À l’époque, les stades des deux clubs sont situés à 100m l’un de l’autre, sur la rue Humboldt, dans le quartier de Villa Crespo, en plein centre géographique de Buenos Aires. D’où le début de la rivalité. L’enceinte de Chacarita, d’une capacité de 40 000 places, résidait alors sur le terrain actuel qu’occupe le stade d’Atlanta. Mais ce terrain était loué au club et pas payé depuis des mois, ce dont a profité le voisin Atlanta. Dans les années 40, un investisseur proche du club bohemio ( « bohème » , surnom donné à Atlanta du fait de ses changements de stade à répétition) le rachète et oblige Chacarita à déménager et quitter le quartier (il rejoindra dès lors la localité de Villa Maipu, dans la banlieue ouest de la capitale). Cet événement a transformé la rivalité en haine et fait du Clásico de Villa Crespo l’un des plus bouillants de Buenos Aires, bien qu’il n’ait pas la publicité d’un Boca-River ou d’un San Lorenzo-Huracán, la faute à des moyens économiques très différents. Mais dans l’histoire du football argentin, l’Atlanta-Chacarita a bel et bien une place particulière. Ce week-end, il s’agissait du 127e affrontement officiel entre les deux équipes.

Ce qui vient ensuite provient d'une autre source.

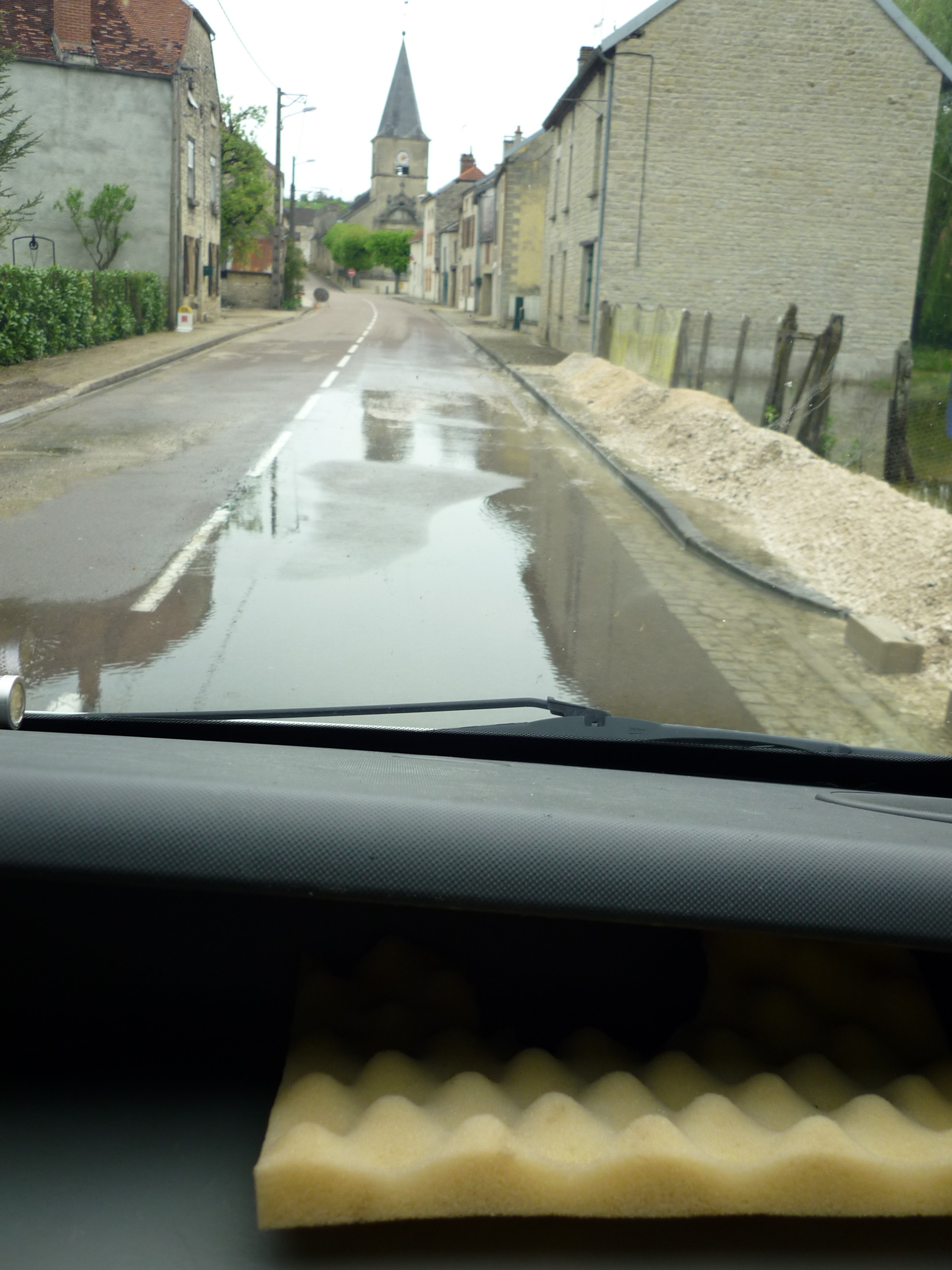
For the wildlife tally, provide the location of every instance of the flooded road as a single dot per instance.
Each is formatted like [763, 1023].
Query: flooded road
[361, 509]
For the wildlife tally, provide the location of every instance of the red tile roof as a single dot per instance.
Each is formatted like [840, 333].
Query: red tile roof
[128, 35]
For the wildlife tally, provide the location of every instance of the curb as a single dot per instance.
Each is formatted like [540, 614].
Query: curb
[107, 381]
[667, 512]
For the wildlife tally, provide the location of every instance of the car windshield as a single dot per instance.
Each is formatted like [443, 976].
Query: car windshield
[586, 351]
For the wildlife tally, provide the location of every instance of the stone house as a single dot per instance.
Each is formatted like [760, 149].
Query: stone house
[441, 211]
[414, 274]
[503, 232]
[84, 70]
[721, 157]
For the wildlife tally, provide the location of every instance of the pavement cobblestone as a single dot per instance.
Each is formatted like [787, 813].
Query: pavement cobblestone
[786, 663]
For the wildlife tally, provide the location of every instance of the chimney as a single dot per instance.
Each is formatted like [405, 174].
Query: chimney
[513, 143]
[73, 23]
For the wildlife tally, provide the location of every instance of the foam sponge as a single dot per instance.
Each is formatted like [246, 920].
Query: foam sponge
[794, 1093]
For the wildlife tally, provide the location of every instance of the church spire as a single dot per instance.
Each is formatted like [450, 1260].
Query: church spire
[400, 116]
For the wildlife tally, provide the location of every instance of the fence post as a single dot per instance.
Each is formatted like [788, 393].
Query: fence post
[780, 369]
[818, 404]
[899, 461]
[739, 356]
[681, 355]
[605, 330]
[702, 355]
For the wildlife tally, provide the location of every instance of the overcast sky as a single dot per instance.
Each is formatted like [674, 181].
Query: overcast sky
[480, 70]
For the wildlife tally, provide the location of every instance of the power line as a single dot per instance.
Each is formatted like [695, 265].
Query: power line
[244, 45]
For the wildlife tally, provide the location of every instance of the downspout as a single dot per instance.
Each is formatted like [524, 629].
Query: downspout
[602, 201]
[476, 274]
[624, 53]
[176, 211]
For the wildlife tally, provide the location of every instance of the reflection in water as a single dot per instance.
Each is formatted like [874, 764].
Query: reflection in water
[376, 496]
[606, 628]
[388, 430]
[46, 642]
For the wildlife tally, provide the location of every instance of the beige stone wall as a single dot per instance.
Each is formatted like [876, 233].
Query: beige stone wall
[469, 253]
[247, 290]
[525, 191]
[789, 158]
[200, 216]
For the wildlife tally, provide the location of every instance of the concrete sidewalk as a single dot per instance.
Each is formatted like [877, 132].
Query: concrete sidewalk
[44, 384]
[512, 347]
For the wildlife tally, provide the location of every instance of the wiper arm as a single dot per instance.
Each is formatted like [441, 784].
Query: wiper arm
[573, 721]
[592, 718]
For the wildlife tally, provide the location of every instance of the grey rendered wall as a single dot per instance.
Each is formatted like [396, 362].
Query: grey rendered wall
[97, 128]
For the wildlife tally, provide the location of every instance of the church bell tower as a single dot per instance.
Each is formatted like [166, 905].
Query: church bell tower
[400, 154]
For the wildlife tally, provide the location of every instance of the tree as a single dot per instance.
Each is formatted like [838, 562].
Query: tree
[248, 188]
[107, 212]
[391, 249]
[295, 270]
[933, 307]
[348, 246]
[14, 144]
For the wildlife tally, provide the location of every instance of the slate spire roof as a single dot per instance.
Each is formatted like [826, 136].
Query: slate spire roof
[400, 116]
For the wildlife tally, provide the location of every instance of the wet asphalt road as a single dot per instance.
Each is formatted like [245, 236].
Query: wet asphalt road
[354, 509]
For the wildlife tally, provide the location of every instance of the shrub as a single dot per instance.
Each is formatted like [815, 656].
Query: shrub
[49, 312]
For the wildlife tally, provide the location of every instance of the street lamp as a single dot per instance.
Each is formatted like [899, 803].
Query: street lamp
[277, 280]
[294, 171]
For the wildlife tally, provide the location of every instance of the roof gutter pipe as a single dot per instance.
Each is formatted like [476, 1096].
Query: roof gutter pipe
[602, 201]
[621, 53]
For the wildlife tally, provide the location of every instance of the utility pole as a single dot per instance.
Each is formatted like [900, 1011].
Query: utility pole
[277, 280]
[294, 171]
[278, 243]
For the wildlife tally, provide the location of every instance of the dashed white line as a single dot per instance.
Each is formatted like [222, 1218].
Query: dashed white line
[270, 455]
[160, 588]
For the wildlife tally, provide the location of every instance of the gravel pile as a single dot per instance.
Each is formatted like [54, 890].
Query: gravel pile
[851, 537]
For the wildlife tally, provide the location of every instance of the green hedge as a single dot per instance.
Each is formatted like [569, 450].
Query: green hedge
[47, 312]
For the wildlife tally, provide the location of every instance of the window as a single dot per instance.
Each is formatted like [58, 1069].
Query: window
[588, 270]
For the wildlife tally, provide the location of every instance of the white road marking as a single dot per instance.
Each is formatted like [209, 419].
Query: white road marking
[271, 455]
[160, 588]
[308, 407]
[164, 583]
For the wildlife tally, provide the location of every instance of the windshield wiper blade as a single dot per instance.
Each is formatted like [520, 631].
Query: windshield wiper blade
[619, 728]
[565, 709]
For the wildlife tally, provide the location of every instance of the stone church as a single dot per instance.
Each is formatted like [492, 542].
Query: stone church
[399, 163]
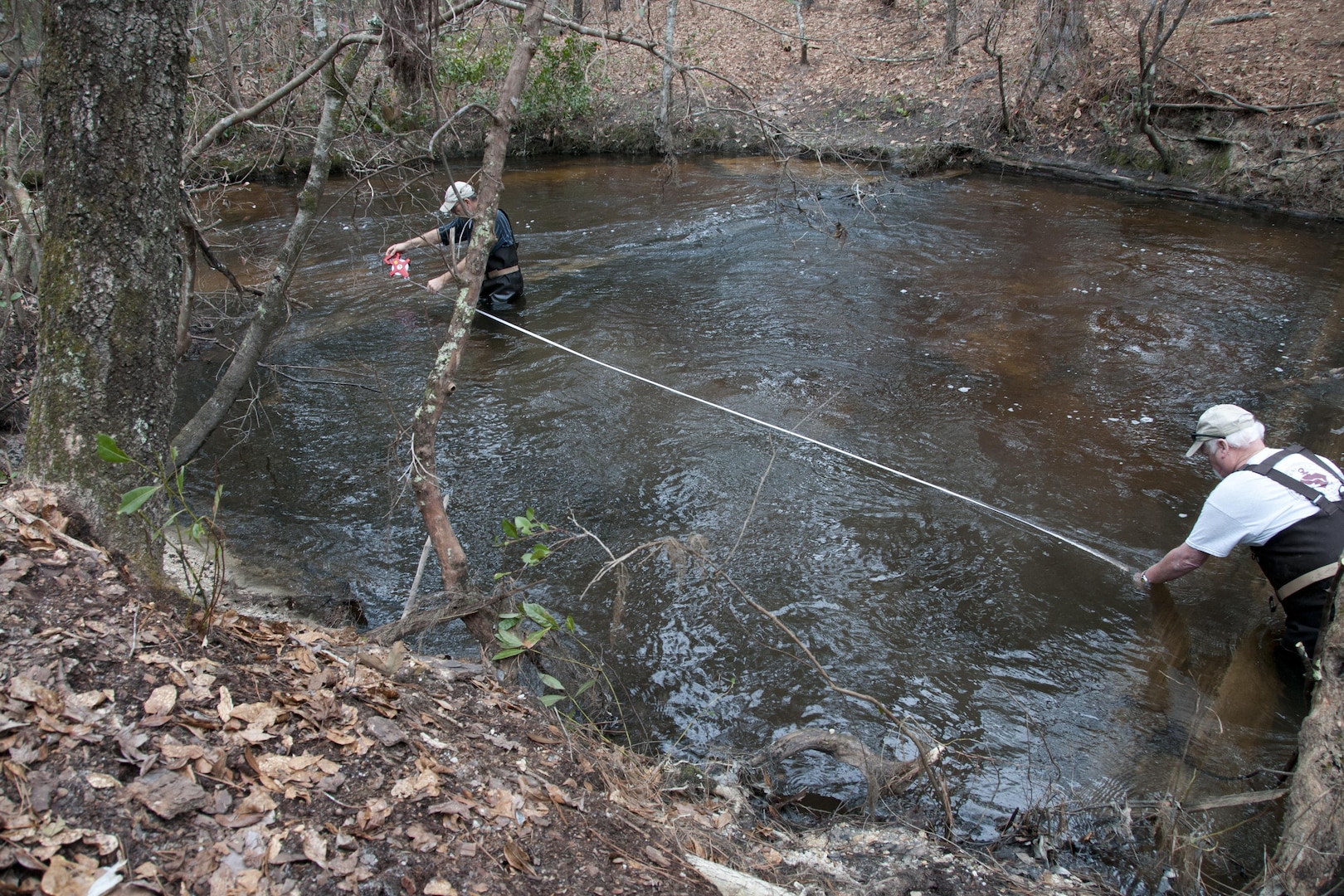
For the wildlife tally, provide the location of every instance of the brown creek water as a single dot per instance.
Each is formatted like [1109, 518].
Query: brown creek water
[1036, 347]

C’est sous la tribune principale de ce stade en béton peu entretenu et qu’à moitié peint que les supporters bohemios se retrouvent. Il est midi, les serveurs du bar restaurant du club s’activent pour pouvoir servir toutes ces familles en jaune et bleu. Certains optent pour le combo café-medialunas (les croissants locaux), d’autres n’hésitent pas à se remplir le bide avec une grosse milanesa (milanaise)-frites, un classique argentin. Sur le mini écran, les buts de la veille, dont le golazo de Trezeguet, passent en boucle. C’est Javier, venu avec son père et deux amis, qui parle : « Aujourd’hui, pas le choix, il faut gagner. Chaca, on ne les bat pas depuis 1997 et il nous mette 20 victoires au général. Après trois journées, on est à égalité au classement. Dommage pour le spectacle qu’ils n’aient pas leurs supporters, mais bon, ça a dégénéré tellement de fois que c’est peut-être pas plus mal. » Un ticket à 70 pesos (10 euros) donne le droit de venir s’installer avec les socios dans la Popular locale, l’équivalent du kop ou du virage en France.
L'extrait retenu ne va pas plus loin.